Out of 20 clinically cancer suspected individuals, 75% were positive for cancer, 10% were suspicious for cancer and remaining 15% were given as negative for cancer.
Discussion
In our study the maximum age incidence in 61.7% cases of Leukoplakia was 31-40 years. Tieche (1965) observed 80-90% cases were above 40 years. 10 85% Majority cases were male in present study. In (1961) Shafer and Waldron made similar observation in 321 cases among these cases 70% were males. 10, 11 Buccal mucosa and alveolar mucosa were most common site of involvement of Leukoplakia by Tieche (1965) 10 similar observation 87.2% were obtained in our study . On microscopy, 74% of cases of Leukoplakia revealed predominant acidophilic character of cytoplasm in exfoliated cells and 51% of cases showed pyknotic nuclei, which is similar to observation by (1954) Wahi and Gupta approximately 75% of exfoliated superficial cells. 12 Another significant finding was Anucleated squames in present study it was 53.2%, while Montgomery and Von Hamm (1951A) were so impressed with the findings of Anucleated squames that they thought it to be almost diagnostic of the leukoplakic lesions. 13 In case of advanced Leukoplakia, varying degree of nuclear atypia of exfoliated cells in smear were observed. 14, 15 In the present study 11% cases of leukoplakia, revealed moderate degree of nuclear atypia. 50% submucous fibrosis cases were in age group of 31-40 years and 66.7% were female in the present study while in previous studies this was similar.
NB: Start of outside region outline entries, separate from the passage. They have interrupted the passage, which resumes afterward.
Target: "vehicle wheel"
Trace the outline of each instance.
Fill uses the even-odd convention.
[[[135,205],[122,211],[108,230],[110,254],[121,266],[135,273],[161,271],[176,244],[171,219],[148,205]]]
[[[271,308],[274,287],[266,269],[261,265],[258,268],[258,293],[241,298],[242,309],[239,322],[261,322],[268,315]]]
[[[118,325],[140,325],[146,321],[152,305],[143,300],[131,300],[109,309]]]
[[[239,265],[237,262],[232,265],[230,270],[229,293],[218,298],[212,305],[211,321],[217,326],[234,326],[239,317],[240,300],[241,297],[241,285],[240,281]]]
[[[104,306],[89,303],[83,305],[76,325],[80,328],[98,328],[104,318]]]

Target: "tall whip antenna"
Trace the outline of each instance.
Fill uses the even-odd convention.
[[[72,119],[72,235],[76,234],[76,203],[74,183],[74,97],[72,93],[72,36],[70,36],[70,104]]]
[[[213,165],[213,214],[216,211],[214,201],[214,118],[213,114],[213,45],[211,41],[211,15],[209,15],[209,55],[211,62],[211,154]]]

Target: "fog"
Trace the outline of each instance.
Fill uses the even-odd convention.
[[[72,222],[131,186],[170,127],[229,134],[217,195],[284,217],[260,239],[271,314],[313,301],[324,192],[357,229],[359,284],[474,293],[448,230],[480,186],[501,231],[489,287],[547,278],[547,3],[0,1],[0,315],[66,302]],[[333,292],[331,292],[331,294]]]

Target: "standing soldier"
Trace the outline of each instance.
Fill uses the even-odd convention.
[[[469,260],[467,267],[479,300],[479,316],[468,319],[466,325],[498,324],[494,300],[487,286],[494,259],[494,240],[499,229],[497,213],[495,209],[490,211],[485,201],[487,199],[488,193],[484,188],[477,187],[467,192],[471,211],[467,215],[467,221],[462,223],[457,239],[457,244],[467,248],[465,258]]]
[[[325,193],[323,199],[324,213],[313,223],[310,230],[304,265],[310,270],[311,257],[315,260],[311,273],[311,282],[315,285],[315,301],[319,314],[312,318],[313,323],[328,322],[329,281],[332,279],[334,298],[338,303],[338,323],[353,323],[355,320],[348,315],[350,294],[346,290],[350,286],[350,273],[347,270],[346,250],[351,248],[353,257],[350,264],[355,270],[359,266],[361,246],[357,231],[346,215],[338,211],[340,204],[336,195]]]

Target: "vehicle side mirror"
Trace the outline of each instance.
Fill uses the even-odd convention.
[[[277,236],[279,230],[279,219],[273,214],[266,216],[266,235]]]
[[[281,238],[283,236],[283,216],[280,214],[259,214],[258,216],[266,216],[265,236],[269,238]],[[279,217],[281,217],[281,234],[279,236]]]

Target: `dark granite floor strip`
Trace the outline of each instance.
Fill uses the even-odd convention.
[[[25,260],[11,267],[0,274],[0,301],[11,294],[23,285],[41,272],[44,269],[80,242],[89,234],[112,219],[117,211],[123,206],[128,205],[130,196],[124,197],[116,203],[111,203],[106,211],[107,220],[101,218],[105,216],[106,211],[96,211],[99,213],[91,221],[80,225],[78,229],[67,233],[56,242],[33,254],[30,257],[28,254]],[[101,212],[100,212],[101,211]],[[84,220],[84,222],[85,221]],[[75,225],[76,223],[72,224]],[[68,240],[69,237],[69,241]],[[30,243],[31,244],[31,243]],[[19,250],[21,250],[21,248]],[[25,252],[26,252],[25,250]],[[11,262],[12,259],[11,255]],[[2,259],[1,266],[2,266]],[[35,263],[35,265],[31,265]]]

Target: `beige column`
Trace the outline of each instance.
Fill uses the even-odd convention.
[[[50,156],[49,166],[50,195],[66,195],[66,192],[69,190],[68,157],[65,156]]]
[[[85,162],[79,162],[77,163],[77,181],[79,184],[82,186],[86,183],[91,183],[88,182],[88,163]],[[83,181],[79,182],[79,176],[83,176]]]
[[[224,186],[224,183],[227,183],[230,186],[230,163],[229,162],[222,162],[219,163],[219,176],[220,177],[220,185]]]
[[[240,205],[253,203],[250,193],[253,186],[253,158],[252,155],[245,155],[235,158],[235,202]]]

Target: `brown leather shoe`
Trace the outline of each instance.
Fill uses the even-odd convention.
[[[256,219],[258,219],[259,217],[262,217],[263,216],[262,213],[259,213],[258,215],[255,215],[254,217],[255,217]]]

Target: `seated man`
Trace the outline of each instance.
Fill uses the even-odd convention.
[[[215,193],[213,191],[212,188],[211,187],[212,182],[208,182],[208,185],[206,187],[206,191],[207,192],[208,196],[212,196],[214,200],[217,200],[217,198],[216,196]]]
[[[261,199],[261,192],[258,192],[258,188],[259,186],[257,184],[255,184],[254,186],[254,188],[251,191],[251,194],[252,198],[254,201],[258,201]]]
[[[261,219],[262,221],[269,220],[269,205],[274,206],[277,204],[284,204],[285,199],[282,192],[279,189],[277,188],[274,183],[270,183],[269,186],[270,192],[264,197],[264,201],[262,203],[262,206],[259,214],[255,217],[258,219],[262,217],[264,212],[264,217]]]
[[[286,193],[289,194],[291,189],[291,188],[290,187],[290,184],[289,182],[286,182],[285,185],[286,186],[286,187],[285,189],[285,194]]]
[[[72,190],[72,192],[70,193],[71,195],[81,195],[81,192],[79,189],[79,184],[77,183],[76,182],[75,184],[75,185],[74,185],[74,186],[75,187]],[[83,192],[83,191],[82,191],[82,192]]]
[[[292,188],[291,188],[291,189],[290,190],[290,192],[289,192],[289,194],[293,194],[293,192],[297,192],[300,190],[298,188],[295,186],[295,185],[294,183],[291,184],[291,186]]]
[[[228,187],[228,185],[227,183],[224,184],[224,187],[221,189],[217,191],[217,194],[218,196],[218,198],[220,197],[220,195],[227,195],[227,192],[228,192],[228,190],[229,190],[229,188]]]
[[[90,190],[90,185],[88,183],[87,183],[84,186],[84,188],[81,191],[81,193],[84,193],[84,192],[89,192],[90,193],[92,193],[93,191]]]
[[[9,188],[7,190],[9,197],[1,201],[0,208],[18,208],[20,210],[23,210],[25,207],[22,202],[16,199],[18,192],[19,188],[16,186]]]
In (1954) Sirsat and Khanolkar in their study of 40 cases reported 18 (45%) female and 22 (55%) male and Joshi et al (1953) cited by Sirsat and Khanolkar (1957), out of 41 cases 19 (46.3%) were male and 22 (53.7%) were females.16
An interesting finding in the smears from these areas was finding of rarified nuclei in 66% of cases. In 1955 Wahi and Kehar15 have reported 68-82% of rarified nuclei in cyanophilic cells. In (1956) Peters and Rysinghani also have similar observation. They considered it, significant finding as far as the cytological diagnosis of oral submucous fibrosis was concerned.14 Use of exfoliative cytology and cytoanalysis is a useful early diagnostic method for epithelial atypia and for oral lesion. 17 There were 20 cases in this series, which were suspected to be of cancer on clinical examination. 70% patient were male and 60% in the age group of 41-60 years, with mean age of 46 years. In 1965 Tieche reported average age incidence was 55 years and 80- 85% were male.10 That may be because of excessive tobacco chewing and smoking in India. The third type of cells were the most commonly observed malignant cells in the present study, it was seen in 60% of cases. The undifferentiated cells were comparatively less frequently observed (33%). Tadpole cells were the least commonly encountered cells and seen only in one case. King (1962) found fiber cells and tadpole cells only in 2 cases of his series. "Third type" differentiated cells were commonly seen.18 Cawson (1960) also found tadpole cell less common in smears of oral carcinoma (only in 1 case).19 Abnormally large nucleoli were seen in 66% of smears from patient suffering from oral carcinoma in our study. Montgomery found prominent nucleoli from 86% of such smears.20 Prominent nuclei were considered to be a common observation in smears from cases of carcinoma of mouth by many workers.8, 9, 19, 21
Conclusion
Cytological diagnosis is essential for the diagnosis of oral lesions, especially in distinguishing benign lesions from malignant ones, it is important for treatment as well as for clinical and epidemiological research including the study of prognosis. So far as diagnosis of presence or absence of malignancy in a lesion is concerned with high accuracy rate in diagnosing oral cancer cytology is considered as a reliable diagnostic tool. This procedure is not intended to replace tissue biopsy, but it is a valuable supplement to tissue biopsy. Indications for its use include oral mucosal lesions, and follow up for patient with a history of either a premalignant or malignant lesion. The oral cytologic technique is easy to do and can provide help to the surgeon / physician, in cases where he/she might hesitate to perform an invasive procedure, like a biopsy.